Eram passageiros do carro número 18, além do propriedade do sr. Paulino H. de Campos, José de Mello Glória, Irineu de Campos Silveira, Josephina Verani da Silveira e o inditoso [alguém marcado pela má sorte] sr. Hyppolito da Silva.
O corpo chegou a São Roque no mesmo dia, às 16h30, sendo esperado na estação da Estrada de Ferro Sorocabana por parentes e grande número de amigos. O cortejo fúnebre seguiu até a Igreja Matriz, onde o reverendíssimo padre Affonso Pozzi, vigário da paróquia, fez a encomendação do corpo, sendo em seguida levado para o Cemitério Municipal.
No obituário, O Democrata registrou ramalhetes de flores naturais e as seguintes coroas enviadas por Carlota de Castro, Alice e filhos, cunhados Nicanos, Júlia e Hesmerandolina, Paulino, Zezinho e Irineu [pessoas que estavam no acidente], Renato Mota e família, Cia. Paulista de Artes Graphicas, A. Barroso e família, J. Moraes e família e pela esposa Maria Emília e os doze filhos.

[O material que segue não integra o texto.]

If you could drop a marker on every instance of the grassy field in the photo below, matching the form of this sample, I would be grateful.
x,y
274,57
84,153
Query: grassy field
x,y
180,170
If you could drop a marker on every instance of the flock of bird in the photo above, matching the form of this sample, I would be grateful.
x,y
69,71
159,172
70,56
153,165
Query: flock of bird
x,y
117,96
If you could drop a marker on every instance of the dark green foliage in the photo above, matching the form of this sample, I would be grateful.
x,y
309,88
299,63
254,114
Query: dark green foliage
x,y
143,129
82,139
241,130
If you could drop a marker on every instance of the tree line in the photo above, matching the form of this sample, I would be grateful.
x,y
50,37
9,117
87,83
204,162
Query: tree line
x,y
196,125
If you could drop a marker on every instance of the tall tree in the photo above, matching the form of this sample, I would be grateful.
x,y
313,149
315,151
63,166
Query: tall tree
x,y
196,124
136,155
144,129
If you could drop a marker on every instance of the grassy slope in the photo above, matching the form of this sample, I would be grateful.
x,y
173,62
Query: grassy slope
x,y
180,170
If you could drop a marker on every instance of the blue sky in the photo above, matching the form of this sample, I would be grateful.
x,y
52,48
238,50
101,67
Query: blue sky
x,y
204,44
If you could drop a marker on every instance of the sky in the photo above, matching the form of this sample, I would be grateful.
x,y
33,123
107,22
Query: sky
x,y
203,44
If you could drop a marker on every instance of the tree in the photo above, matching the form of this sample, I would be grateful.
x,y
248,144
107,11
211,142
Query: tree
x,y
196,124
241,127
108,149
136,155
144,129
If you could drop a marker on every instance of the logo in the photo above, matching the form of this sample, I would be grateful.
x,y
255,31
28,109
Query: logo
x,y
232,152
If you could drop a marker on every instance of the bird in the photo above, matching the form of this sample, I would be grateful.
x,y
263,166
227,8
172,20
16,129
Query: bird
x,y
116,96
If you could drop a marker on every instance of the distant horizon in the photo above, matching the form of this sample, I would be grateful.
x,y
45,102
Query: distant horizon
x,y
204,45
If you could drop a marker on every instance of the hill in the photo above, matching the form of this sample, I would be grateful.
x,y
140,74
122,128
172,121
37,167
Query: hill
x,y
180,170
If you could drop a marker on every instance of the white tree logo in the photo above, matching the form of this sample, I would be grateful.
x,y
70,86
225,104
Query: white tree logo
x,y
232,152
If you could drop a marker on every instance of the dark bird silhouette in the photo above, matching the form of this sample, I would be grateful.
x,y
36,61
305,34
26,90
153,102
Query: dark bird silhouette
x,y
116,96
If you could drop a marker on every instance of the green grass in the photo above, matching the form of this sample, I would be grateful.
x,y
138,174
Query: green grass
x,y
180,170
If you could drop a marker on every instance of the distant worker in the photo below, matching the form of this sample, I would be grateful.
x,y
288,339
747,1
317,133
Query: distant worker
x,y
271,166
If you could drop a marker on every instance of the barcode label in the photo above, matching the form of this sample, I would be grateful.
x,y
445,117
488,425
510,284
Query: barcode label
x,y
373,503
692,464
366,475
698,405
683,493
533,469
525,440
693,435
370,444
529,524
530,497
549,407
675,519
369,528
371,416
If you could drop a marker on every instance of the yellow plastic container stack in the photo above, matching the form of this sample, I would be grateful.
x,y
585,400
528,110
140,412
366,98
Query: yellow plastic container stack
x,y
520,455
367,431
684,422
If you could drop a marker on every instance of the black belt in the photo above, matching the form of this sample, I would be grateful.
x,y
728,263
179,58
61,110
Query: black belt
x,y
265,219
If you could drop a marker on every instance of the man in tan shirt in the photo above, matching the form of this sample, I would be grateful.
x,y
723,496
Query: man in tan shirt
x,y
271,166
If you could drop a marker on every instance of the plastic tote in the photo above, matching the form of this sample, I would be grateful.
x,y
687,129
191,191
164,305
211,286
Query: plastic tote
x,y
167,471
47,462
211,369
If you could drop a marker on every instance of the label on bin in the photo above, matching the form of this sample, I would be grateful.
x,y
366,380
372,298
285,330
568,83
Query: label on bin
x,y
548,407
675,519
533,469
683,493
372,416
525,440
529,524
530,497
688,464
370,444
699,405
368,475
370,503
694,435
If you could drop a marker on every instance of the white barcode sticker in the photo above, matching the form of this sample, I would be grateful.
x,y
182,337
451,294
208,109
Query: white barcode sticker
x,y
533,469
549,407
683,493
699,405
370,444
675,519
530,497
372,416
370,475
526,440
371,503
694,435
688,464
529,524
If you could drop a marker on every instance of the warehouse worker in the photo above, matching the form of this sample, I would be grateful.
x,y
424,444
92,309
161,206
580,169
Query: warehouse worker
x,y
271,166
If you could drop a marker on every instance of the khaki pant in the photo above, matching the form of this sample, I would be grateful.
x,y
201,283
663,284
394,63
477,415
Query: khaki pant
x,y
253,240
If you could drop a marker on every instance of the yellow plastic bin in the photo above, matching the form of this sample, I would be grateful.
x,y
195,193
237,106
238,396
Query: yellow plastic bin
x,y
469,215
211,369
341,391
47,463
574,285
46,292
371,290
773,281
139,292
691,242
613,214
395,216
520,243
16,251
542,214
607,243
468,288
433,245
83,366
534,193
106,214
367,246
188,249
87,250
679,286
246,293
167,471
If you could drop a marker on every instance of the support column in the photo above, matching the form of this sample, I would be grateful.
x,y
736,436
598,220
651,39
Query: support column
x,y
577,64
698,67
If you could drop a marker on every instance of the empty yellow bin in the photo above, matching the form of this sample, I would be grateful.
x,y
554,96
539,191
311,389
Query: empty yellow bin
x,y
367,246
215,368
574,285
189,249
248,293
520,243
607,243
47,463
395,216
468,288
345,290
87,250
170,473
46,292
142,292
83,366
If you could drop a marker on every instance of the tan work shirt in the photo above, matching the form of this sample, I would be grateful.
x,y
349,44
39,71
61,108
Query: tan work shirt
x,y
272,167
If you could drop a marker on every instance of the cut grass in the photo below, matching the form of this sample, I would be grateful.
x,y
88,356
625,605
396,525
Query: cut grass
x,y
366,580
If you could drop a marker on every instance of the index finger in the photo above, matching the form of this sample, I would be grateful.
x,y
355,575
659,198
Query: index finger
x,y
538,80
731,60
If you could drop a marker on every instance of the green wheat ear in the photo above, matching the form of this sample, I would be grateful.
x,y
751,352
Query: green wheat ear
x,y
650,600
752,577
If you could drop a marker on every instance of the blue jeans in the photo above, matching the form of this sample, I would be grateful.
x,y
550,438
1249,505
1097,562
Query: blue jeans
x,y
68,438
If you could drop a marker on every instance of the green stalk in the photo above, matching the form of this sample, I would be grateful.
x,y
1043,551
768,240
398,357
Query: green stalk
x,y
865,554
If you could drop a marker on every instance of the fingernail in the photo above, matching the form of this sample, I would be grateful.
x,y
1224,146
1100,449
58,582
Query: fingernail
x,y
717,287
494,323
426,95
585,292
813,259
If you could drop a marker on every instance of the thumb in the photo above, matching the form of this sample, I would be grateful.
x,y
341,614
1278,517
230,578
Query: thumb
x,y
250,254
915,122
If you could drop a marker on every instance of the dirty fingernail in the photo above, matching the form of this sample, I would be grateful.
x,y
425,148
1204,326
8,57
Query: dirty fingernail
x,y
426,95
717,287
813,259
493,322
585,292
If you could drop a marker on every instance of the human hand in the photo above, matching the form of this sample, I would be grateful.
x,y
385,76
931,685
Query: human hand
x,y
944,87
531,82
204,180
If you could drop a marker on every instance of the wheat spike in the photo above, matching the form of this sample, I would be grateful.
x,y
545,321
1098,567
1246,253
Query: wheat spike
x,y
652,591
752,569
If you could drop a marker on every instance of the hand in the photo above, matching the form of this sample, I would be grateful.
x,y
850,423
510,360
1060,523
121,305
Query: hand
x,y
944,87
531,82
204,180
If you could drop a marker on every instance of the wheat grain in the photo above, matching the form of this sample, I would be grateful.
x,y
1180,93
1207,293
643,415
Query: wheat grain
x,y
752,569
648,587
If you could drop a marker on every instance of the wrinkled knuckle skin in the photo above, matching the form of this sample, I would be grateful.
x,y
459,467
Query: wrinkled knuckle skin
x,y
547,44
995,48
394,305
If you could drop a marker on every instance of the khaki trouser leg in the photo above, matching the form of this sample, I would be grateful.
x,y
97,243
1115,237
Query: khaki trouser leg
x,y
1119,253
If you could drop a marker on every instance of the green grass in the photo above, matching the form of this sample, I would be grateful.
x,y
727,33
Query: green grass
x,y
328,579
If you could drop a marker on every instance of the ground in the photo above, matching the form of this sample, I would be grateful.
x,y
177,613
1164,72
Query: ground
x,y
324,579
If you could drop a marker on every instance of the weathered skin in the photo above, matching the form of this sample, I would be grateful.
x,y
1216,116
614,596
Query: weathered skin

“Nós que mourejamos [trabalhamos muito] nesta luta de imprensa e que cotidianamente notificamos o desaparecimento de vultos aos quais nos prendiam liames [vínculos] de amizade, jamais sentimos como agora a perda irreparável do colega e amigo, como também do chefe de família exemplar que era.”
José Hyppolito já havia viajado ao Rio de Janeiro em outra oportunidade. Em 1923, o Correio Paulistano publicou que ele seguiu no primeiro trem noturno em companhia de Paulino de Campos, motorista que conduzia o carro no acidente que resultou em sua morte em São Paulo.
Acidente em Santos
No dia 24 de abril de 1921, José Hyppolito envolveu-se em outro acidente de trânsito, registrado na Gazeta do Povo (Santos) na edição do dia seguinte, com o título: “Choque de dois autos; numerosos feridos”.
“Espalhou-se pela cidade a notícia de um grande desastre ocorrido às 18 horas, na Praia do Itararé, onde dois autos se chocaram espatifando-se e produzindo ferimentos em todos os seus passageiros.”
No choque, o comerciante são-roquense sofreu contusões sem gravidade nos braços e nas pernas. Na ocasião, Hyppolito estava hospedado na residência de José Ignácio da Glória, representante da firma Lage & Irmãos. Todos os feridos foram transportados para a Santa Casa de Santos, estando posteriormente fora de perigo. O delegado regional esteve no local, abriu inquérito e mandou de imediato cassarem-se as cartas dos dois chauffeurs.
José Mello da Glória, que cinco anos depois estaria no mesmo carro do acidente que matou José Hyppolito em São Paulo, regressou para Santos. Segundo a Gazeta do Povo, ele “aqui chegou após o falecimento de sua venerada progenitora, que, pelo grande abalo sofrido com o desastre de familiares, sucumbiu por volta das 23 horas”.